A la hora de pedir, sus clientes destilan arrogancia a pesar de sus escasas habilidades sociales. “Es gente de mente analítica, habituados a interacciones cortas y rápidas con un objetivo concreto”. Una vez que deciden que su objetivo es encontrar el amor se ponen a ello como si estuvieran escribiendo otra línea de código. A la vez tienen un ideal romántico elevadísimo y son difíciles de complacer. “Lo primero es conseguir que se dediquen a una sola persona y que no salgan con varias a la vez. Algo que contradice sus criterios de eficacia”.

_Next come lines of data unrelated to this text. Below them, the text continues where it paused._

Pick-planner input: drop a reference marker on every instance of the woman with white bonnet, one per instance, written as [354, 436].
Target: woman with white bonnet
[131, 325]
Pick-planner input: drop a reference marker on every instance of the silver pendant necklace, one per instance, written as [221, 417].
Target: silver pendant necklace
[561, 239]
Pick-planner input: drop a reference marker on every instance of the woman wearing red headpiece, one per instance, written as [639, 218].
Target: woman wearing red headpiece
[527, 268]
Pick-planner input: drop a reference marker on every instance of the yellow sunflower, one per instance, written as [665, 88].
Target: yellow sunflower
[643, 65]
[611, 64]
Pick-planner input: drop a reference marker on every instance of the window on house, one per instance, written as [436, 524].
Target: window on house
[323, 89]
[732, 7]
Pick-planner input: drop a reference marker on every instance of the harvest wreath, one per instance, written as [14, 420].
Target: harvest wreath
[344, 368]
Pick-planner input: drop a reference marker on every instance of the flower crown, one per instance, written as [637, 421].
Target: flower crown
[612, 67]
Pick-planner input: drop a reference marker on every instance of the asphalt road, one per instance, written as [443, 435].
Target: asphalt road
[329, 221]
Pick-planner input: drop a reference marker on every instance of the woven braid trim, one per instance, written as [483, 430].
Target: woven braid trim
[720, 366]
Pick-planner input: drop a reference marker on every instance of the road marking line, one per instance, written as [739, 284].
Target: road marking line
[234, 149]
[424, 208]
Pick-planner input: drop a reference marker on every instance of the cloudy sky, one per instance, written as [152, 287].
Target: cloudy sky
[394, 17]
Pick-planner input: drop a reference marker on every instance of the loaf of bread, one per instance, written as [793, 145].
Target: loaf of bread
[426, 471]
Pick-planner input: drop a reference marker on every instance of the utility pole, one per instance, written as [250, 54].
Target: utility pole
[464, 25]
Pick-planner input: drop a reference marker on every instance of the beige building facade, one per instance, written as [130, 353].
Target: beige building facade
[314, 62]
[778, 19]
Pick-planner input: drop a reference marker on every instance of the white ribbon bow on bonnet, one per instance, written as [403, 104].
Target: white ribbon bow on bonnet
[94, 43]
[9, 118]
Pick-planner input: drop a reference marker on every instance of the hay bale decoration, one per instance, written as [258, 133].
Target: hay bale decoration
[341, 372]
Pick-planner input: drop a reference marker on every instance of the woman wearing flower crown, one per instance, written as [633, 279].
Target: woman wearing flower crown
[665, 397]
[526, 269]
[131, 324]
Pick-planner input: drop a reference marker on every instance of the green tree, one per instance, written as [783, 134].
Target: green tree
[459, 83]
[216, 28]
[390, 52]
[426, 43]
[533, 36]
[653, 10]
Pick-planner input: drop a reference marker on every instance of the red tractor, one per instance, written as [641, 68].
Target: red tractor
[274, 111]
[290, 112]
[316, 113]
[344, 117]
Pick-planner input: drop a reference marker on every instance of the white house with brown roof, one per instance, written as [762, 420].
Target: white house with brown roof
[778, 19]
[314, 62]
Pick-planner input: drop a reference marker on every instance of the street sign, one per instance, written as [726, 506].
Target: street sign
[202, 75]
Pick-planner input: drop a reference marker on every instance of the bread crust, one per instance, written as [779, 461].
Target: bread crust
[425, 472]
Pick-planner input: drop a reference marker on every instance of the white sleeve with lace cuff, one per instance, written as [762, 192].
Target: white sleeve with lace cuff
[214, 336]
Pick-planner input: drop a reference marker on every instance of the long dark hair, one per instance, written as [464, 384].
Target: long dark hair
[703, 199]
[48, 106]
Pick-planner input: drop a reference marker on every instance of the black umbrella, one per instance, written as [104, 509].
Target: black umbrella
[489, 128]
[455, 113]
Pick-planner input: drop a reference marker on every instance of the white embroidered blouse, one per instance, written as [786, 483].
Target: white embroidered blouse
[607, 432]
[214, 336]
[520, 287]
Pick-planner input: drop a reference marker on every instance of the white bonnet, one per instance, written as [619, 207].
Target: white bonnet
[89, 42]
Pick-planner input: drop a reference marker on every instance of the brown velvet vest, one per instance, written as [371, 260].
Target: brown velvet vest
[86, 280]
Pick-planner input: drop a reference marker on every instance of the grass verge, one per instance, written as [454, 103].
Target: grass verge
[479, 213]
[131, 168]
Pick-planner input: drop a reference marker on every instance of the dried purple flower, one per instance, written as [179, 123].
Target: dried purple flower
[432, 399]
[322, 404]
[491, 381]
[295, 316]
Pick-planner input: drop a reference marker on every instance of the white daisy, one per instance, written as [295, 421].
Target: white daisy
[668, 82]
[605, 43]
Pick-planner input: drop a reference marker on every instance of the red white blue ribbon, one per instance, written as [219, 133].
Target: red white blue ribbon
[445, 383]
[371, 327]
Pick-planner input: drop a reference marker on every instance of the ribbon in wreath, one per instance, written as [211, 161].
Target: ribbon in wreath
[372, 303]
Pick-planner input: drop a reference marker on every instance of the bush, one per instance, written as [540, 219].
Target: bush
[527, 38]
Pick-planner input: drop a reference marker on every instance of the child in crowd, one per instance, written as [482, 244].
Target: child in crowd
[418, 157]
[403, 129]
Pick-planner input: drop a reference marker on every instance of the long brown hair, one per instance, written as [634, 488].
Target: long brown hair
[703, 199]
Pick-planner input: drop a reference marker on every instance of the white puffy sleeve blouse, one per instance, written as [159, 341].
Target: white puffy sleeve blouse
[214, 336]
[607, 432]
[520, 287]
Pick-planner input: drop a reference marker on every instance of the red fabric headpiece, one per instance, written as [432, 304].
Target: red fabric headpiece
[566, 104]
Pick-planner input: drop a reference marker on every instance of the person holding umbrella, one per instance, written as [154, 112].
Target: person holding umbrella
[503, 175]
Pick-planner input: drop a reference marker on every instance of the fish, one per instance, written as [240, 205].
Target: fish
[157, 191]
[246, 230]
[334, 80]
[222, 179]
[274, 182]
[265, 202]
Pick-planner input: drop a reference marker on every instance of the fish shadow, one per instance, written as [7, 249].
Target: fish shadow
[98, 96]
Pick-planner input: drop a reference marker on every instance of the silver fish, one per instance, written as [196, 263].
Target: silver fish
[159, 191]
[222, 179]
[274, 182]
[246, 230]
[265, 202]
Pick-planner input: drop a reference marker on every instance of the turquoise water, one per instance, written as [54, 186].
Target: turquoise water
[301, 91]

Amy sabe de lo que habla. La historia fundacional de Linx Dating es uno de esos mitos que corren por el valle. Se cuenta que salía con un inversor de éxito. En un bar de San Francisco ella notó que por encima de su hombro él hacía un barrido del bar. “¿Qué haces?”, le preguntó. Él le dijo: “Compruebo si eres la BBD” (siglas que corresponden a bigger better deal; en castellano, la mejor opción). En otras palabras, que, a pesar de ella, su hombre seguía en el mercado con la antena alerta.

“Creen que pueden diseñar a la mujer perfecta, con medidas de modelo y un doctorado en Astrofísica. Mi clientela analítica y sobradamente preparada aplica a la búsqueda de pareja la misma metodología que los ha llevado al éxito profesional”. Ahora tiene entre manos un caso difícil: “Busca a una mujer sofisticada, con físico de supermodelo, afable, inteligente y lista para el amor. ¡Lo quiere todo, y no va a ser nada flexible!”. Amy reconoce a un cliente tozudo por la lista interminable de demandas, porque no le importa esperar: meses, años. Y por su disposición a pagar cifras de hasta seis dígitos por encontrar el amor de su vida. Si es que eso existe.